Someone is asked to write his birth year, the year of an important event in his life, his age, the number of years since the important event occurred—and then add these four numbers. The mentalist predicts the total, which will usually be the current year multiplied by two.
A version of this force, according to Martin Gardner in his Mathematics, Magic and Mystery, 1956, p. 161, was included by Al Baker in Al Baker's Complete Manuscript, 1923. Stewart James, in commenting on this, reported that the name of the trick in this manuscript was “Thought Foretold” (see The James File, Vol. Two, Allan Slaight, 2002, p. 2212. The Baker manuscript, said by Gardner to be rare, does not appear in the comprehensive Secret Ways of Al Baker, edited by Todd Karr, 2003, but the force does appear there under the reported title "Thought Foretold", p. 749, copied from the notebooks of Eugene Bulson and dated July 1923.

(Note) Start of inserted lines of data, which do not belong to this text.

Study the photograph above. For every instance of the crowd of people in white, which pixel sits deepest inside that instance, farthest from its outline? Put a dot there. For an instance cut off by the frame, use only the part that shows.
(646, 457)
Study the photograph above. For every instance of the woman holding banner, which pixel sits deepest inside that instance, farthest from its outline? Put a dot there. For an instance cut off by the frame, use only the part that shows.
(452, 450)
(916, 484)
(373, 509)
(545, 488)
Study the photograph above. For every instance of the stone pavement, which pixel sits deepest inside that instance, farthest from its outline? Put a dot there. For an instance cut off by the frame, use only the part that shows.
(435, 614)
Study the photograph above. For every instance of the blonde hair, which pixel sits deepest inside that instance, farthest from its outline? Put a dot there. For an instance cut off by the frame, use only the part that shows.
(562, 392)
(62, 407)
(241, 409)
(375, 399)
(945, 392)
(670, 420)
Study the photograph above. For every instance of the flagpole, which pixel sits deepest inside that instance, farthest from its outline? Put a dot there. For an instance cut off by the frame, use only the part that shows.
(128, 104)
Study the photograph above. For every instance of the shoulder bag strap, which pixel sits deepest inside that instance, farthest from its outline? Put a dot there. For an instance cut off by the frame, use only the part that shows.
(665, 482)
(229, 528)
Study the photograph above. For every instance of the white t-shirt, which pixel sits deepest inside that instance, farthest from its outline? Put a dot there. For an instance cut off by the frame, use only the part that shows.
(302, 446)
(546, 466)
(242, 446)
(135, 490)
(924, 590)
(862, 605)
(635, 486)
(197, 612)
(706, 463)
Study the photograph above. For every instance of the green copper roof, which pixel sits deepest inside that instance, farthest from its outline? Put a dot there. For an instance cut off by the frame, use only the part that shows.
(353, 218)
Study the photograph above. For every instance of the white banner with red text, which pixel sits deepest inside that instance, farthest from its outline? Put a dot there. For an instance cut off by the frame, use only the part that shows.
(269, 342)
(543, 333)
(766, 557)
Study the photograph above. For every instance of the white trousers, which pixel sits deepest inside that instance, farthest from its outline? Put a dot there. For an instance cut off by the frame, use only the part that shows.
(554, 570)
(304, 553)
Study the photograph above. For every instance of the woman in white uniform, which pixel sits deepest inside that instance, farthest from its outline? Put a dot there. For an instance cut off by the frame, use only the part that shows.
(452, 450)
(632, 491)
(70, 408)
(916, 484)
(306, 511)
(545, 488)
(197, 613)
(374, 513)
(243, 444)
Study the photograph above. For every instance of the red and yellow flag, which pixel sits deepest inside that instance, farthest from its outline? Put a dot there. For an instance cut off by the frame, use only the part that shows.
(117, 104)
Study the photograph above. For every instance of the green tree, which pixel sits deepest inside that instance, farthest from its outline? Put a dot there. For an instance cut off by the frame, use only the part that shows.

In Baker's description, he points out that “You can repeat in my method and the answer is different each time…” While not the only possible interpretation, the most likely one suggests that his method built on a preceding handling that always yielded the same total, as is the case with the usual four-figure handling that was recorded after Baker. In Baker's handling, the spectator writes down and sums only three numbers, not four. The absence of the spectator's age in the calculation creates different totals. The use of the spectator's age makes it possible to present the number force as a prediction, whereas Baker's method is presented as a divination. Because his version involves pencil reading, age estimation and a minor mental calculation, it is not automatic, as is the four-figure version of the force. But it is repeatable and resistant to analysis afterward. The question remains, was the four-figure version the basis of Baker's handling, or was it was a simplification of Baker's version?
Two years after Baker's method was made known, the force, in it simple four-figure form was marketed as “Buddhah Prophecy”, by Allan Lambie in The Linking Ring, Vol. 3 No. 3, Sep. 1925, p. 43, as a single-effect manuscript (see James, above). Del-Ardo (Walter G. Magnuson) also marketed it around the same time, calling it “Twentieth Century Prophecy”. Other knockoffs swiftly followed. Robert Nelson released it under the same title used by Del-Ardo, "Twentieth Century Prophecy", n.d.; B. L. Gilbert released it as "Oriental Prophecy", c. 1926; Doc Nixon (William J. Dixon) included it in The Nixon Ghost Manuscript, 1929; etc.
Paul Curry cleverly embellished the presentation of the Date Addition Force in a piece called “Padding” in his booklet Something Borrowed, Something New, 1941, n.p., turning the prediction into a telepathy effect in which it is implied that the mentalist receives each of the spectator's four numbers as well as their total.